= Dmitry Shapiro =

American entrepreneur

Dmitry Shapiro is an American entrepreneur. He is the founder and CEO of GoMeta, Inc. which operates MindStudio.ai, an AI Agent building platform (over 200k AI Agents deployed). Prior to MindStudio, Dmitry was CEO of Koji, an App Store and platform for building social mini-apps that can be integrated into various Links In Bios. Koji was purchased by LinkTree in 2021.

Shapiro left Google in order to found GoMeta.

Prior to GoMeta, Shapiro led social product initiatives at Google (May 2021 - Aug 2016). Prior to that, he was Chief Technology Officer at MySpace

Prior to MySpace, Shapiro created the video sharing site Veoh in 2005, which was launched a few months after YouTube. Veoh raised $70M in venture capital from a prominent list of investors that included Spark Capital, Michael Eisner, Time Warner Investments, Adobe, Intel, John Dolgen and Tom Freston (two former heads of Viacom) and Goldman Sachs.

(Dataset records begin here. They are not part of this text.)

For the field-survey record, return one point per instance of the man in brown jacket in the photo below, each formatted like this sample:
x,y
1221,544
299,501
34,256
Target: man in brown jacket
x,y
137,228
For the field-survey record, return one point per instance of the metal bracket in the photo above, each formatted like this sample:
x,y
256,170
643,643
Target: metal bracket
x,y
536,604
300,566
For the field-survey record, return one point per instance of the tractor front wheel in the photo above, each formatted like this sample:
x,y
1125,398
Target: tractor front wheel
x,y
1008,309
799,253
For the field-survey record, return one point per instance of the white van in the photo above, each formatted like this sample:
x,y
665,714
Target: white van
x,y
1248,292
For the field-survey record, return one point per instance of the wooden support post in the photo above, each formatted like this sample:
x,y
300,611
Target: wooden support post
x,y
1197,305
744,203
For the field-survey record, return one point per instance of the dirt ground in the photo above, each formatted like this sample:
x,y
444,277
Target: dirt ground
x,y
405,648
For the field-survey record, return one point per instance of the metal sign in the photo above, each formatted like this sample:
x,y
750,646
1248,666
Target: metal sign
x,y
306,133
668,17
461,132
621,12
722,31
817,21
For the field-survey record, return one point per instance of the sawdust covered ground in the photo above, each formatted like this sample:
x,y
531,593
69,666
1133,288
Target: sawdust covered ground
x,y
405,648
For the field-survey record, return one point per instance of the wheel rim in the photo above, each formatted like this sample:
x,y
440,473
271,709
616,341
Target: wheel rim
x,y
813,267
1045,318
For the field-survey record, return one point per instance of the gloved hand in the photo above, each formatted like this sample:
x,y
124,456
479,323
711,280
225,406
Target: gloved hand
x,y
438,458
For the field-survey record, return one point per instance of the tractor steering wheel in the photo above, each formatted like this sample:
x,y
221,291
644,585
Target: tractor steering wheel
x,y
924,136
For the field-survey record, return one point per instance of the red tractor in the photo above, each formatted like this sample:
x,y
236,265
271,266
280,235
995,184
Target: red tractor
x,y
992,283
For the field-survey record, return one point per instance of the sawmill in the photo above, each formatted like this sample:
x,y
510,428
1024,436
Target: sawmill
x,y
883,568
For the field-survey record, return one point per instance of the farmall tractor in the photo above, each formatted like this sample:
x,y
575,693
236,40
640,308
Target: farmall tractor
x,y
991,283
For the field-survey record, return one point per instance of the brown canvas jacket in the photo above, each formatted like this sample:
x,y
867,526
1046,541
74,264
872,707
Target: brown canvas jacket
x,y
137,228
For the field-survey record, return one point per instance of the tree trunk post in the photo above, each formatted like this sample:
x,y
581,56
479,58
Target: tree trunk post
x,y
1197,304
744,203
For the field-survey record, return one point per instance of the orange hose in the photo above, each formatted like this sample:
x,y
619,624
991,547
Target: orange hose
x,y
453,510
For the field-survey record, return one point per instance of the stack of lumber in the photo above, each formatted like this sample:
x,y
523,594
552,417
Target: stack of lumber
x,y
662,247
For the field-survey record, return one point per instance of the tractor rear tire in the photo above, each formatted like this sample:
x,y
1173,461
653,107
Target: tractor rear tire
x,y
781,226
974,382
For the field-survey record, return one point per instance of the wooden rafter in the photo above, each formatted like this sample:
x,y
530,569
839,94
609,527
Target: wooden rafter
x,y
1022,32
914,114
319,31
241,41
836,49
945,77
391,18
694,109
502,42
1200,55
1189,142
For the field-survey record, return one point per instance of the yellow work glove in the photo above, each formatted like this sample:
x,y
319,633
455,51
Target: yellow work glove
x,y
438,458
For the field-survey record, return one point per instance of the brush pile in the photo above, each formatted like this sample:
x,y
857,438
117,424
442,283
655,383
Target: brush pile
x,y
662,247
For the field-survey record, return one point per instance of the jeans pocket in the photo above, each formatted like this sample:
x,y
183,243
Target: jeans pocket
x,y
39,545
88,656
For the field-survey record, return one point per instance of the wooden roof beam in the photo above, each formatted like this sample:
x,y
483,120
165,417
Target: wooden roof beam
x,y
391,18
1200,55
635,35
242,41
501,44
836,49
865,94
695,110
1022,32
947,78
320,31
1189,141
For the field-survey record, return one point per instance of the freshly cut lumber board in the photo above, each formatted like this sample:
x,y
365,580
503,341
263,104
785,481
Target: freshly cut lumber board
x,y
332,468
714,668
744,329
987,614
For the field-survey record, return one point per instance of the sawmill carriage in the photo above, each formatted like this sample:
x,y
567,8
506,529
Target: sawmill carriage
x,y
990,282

Prior to Veoh, Shapiro founded Akonix Systems, Inc, an enterprise cybersecurity company, which raised $34M in venture capital, and was later acquired by Quest Software].

== Education and career ==
Shapiro was born in Russia but later moved to the United States. Shapiro graduated with a BS in Electrical Engineering from the Georgia Institute of Technology in 1992. From 1995-1999, Shapiro was the Head of Web Development at Fujitsu Business Communications.

After his time at Fujitsu, Shapiro was the Director of Product and Engineering at CollegeClub.com, a social network which he helped grow from 200,000 members to over 4 million.

In 2000, Shapiro founded Akonix Systems Inc., a network security company, where he was CEO, and later CTO, and Head of Product until 2004. Akonix built a Perimeter Security Gateway that performed deep packet inspection on corporate networks, detected unauthorized network traffic, and helped IT managers in its management. Akonix raised $34 Million and was acquired by Quest Software Inc. in 2008.

In December 2004, Shapiro founded Veoh Networks, Inc., where he was the CEO and Head of Product. Veoh became one of the largest online video websites, competing with Hulu and YouTube. The company raised over $70 million and had over 28 million monthly users before getting sued by Universal Music for copyright infringement. While Veoh won the court case and two appeals, the company was unable to sustain itself as Universal Music also sued Veoh’s investors, forcing Veoh to be sold.

After Veoh, Shapiro was CTO at Myspace Music, where he was responsible for product and engineering.

Shapiro was recruited by Google in 2012 as a Group Product Manager, working on Social Graph, Identity, Content Discovery, and API Infrastructure.

In September 2016, Shapiro co-founded GoMeta, Inc., where he is CEO. GoMeta owns and operates Koji—The App Store for Creator Economy. To date, GoMeta has received $36 million in funding and has employees in San Diego, San Francisco, New York, Fort Lauderdale, and Barcelona.

In October 2024, 404 Media reported that Shapiro and Sean Thielen were launching a prototype of an app that describes itself as “AI-powered infrastructure for shaping and managing narratives in the modern world”, which 404 Media criticised as a tool of social media "manipulation".